Le continental disinvolte
E’ vero un altro punto: è sbagliato allo stesso modo prendere un U23 di primo anno, inserirlo in una continental e poi farlo debuttare nel professionismo. Ma se l’attività U23 della continental è svolta con l’obiettivo di far crescere gli atleti, ai ragazzi di primo anno viene riservata un’attività all’altezza delle loro esigenze: scolastiche e fisiologiche.
E forse proprio sulle esigenze dei corridori bisognerebbe calibrare l’offerta formativa, visto che di lavoro si tratta. Fare due anni negli under 23, uno dei quali con la maturità, permette di crescere. Puoi svolgere attività internazionale con la squadra e con la nazionale, crescere e passare professionista con argomenti più solidi. Fare due anni da professionista, uno dei quali con la maturità e magari poche corse, è un grosso punto interrogativo. Perché se qualcosa non gira per il verso giusto, resti a piedi.
Università e liceo
Il bello e insieme il brutto di questa situazione è che non esistono punti fermi. Fra 10 anni potremo plaudire all’idea dei Reverberi o stigmatizzarla.
«Con i nostri ragazzi – chiude Pavanello – si pensa di fare anche un paio di trasferte all’estero, per dargli qualche strumento di crescita in più, non per farli andare più forte. Fisicamente sono ancora giovani e se abbiamo ottenuto risultati è perché abbiamo avuto ragazzi di talento. Quanti juniores hanno vinto l’europeo con nove minuti sul secondo? Solo Evenepoel, vogliamo capire che è un’eccezione? Ma di fatto con gli juniores stiamo diventando la categoria di passaggio. Come mandare all’Università, quelli in età da liceo».

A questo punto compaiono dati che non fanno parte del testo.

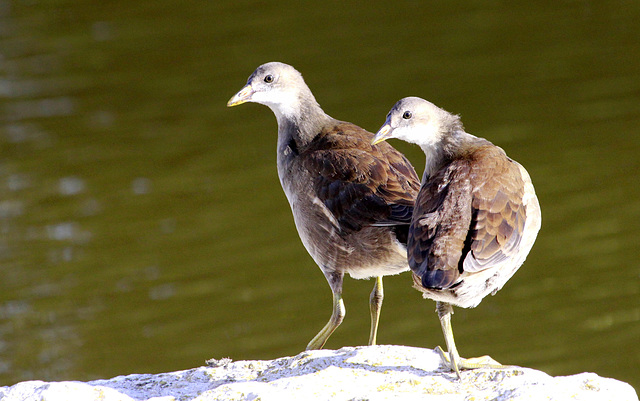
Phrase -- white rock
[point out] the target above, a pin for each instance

In attesa di capire se anche Pellizzari deciderà di prendere la residenza all’estero, impacchettiamo i nostri dubbi e ci prepariamo per la stagione. A volte per cambiare una regola, c’è bisogno di dimostrare che è sbagliata. Forse aggirarla non è la soluzione migliore. Salvoldi con gli juniores avrà davvero il suo bel da fare. Mentre dovrebbe essere l’UCI una volta per tutte a stabilire i criteri del passaggio.